A la edad de diecisiete años, en primavera, regresó de una estancia de dos años en Escocia para descubrir al apuesto y joven poeta Percy Shelley como huésped en su casa. Le pareció gentil y lleno de talento, y deseó desesperadamente llamar su atención. Al cabo de tres meses se habían convertido en amantes y emprendían viaje por Europa.

Durante el verano de 1816, mientras ella, Percy Shelley, Byron y el doctor Polidori pasaban una temporada cerca de Ginebra, tomaron la costumbre de leerse mutuamente historias de fantasmas. Un día, como resultado de un reto de Byron, todos decidieron escribir novelas de horror. Sin embargo, a Mary Shelley no se le ocurrió nada hasta que oyó por casualidad a Byron y a su amante hablar acerca de Erasmus Darwin y sus ideas sobre la vida. Aquella noche la idea de Frankenstein le llegó en una pesadilla. Cuando fue publicada, la novela obtuvo grandes aclamaciones, y en 1823 se habían representado ya seis versiones de ella.

Pero por aquel entonces la vida de Mary Shelley había cambiado dramáticamente. Tres de sus cuatro hijos habían muerto prematuramente. La primera esposa de Percy se había suicidado en el invierno de 1816, y aunque Mary se convirtió poco tiempo después en la señora Shelley, su esposo murió en el mar en 1822.

Mary Shelley era famosa, atractiva e inteligente. Durante todo el resto de su vida recibió proposiciones de matrimonio de varios preeminentes pretendientes (incluido Washington Irving) Sin embargo, prefirió seguir fiel a la memoria de Percy Shelley, y siguió siendo su viuda. Siguió su carrera literaria viviendo casi en la pobreza durante la mayor parte de su vida.

Otra obra de Mary Shelley que podemos considerar de ciencia-ficción es THE LAST MAN (1826). Esta obra es un relato postholocausto situado en el año 2090. Una plaga que ha comenzado en Constantinopla aniquila a toda la humanidad. Solo un hombre sobrevive y se le verá por última vez dirigiéndose hacia el sur en un barco.

Por último, THE MORTAL INMORTAL (EL MORTAL INMORTAL) (1834) de Mary Shelley también es un buen relato corto que trata el tema de la inmortalidad del ser humano.

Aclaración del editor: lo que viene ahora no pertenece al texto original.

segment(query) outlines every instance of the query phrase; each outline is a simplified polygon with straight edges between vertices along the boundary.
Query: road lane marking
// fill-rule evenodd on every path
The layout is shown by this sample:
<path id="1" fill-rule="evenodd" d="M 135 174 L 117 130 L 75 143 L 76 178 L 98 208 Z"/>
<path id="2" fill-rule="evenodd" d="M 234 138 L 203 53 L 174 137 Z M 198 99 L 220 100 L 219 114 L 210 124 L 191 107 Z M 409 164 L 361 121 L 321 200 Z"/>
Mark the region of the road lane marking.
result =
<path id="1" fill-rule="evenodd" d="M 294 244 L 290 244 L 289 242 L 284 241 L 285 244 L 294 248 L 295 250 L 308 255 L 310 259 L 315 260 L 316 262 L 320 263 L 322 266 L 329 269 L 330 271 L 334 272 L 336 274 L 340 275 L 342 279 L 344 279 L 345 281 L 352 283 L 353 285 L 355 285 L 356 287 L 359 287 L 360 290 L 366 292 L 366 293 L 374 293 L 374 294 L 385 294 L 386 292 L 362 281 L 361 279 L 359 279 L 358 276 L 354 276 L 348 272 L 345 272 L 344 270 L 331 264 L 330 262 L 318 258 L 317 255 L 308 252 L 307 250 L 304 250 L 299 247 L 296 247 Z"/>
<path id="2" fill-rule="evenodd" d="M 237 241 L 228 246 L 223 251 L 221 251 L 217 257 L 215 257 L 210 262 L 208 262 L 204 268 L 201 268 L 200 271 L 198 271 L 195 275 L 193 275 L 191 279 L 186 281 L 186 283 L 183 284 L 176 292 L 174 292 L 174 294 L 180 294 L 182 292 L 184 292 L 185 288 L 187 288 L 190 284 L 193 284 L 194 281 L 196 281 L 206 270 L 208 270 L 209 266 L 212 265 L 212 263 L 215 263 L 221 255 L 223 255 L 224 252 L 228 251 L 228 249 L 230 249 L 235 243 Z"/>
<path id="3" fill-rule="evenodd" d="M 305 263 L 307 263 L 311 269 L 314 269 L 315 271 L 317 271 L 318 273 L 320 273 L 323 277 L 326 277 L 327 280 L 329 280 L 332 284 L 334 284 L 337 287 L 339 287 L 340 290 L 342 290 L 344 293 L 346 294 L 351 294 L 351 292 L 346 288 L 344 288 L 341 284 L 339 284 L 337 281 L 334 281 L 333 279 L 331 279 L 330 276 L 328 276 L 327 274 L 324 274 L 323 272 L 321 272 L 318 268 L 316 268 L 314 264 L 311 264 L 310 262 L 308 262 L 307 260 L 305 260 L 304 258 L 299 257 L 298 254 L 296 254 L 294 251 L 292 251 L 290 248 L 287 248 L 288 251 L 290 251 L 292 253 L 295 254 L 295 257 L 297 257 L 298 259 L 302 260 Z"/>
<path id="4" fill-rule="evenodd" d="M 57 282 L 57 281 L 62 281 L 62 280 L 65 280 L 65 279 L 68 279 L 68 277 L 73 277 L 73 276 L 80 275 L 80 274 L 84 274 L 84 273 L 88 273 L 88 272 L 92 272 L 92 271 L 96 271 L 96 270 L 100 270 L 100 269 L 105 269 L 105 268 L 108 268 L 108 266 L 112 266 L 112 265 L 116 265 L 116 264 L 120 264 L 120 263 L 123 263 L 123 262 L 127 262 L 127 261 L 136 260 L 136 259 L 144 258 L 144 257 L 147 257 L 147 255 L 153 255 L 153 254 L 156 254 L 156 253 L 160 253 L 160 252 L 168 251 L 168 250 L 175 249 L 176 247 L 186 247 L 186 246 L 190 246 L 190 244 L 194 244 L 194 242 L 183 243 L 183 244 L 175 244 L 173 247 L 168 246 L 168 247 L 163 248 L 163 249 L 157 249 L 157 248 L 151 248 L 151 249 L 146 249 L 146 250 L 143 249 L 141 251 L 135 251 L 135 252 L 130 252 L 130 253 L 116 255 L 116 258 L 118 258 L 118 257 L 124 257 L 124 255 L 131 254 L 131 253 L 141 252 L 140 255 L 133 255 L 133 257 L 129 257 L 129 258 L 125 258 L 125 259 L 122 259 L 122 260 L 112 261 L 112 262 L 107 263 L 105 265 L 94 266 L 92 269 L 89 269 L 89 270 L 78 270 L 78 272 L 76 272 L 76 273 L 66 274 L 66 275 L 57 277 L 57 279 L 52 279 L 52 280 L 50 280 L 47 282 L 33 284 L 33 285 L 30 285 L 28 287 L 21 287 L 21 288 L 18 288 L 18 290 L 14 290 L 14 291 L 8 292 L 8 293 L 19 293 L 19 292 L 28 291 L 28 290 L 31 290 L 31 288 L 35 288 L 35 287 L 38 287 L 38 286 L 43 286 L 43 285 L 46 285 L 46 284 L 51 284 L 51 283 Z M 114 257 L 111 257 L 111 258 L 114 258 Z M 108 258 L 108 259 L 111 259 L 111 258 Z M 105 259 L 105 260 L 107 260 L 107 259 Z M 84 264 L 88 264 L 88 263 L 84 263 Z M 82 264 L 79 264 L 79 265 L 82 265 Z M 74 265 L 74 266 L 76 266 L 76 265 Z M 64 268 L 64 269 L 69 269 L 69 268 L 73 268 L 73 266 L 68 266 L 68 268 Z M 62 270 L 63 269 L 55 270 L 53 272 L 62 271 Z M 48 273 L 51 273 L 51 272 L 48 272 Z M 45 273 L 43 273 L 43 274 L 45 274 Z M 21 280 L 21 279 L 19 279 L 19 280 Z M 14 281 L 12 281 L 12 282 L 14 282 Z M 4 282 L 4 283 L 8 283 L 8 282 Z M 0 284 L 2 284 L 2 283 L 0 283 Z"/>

Otras obras aparecidas entre 1800 y 1829

En Francia la obra LE DERNIER HOMME (1805), un poema de Jean Baptiste Xavier Cousin de Grainville es traducida al inglés como la novela THE LAST MAN. Se encuentran ya en esta obra algunos de los temas más queridos de la ciencia-ficción: final de los tiempos, agotamiento de la Tierra, ciudades destruidas y el último hombre y la última mujer que quieren reproducirse, etc... Esta obra, una de las primeras de la ciencia-ficción apocalíptica, serviría de punto de partida a otras obras de este tipo que se escribirían durante el siglo XIX.

La aportación más importante de E. T. A. Hoffmann a la literatura fantástica es la del doble, recurso que consiste en la presencia de un doble que poco a poco va apropiándose de la identidad de un personaje, o bien en el desdoblamiento físico de un ser humano. Recurso este que utiliza en DER SANDMAN (EL HOMBRE DE LA ARENA) (1816) Aparecen también en este relato figuras mecánicas que prefiguran la temática de la robótica en la ciencia-ficción.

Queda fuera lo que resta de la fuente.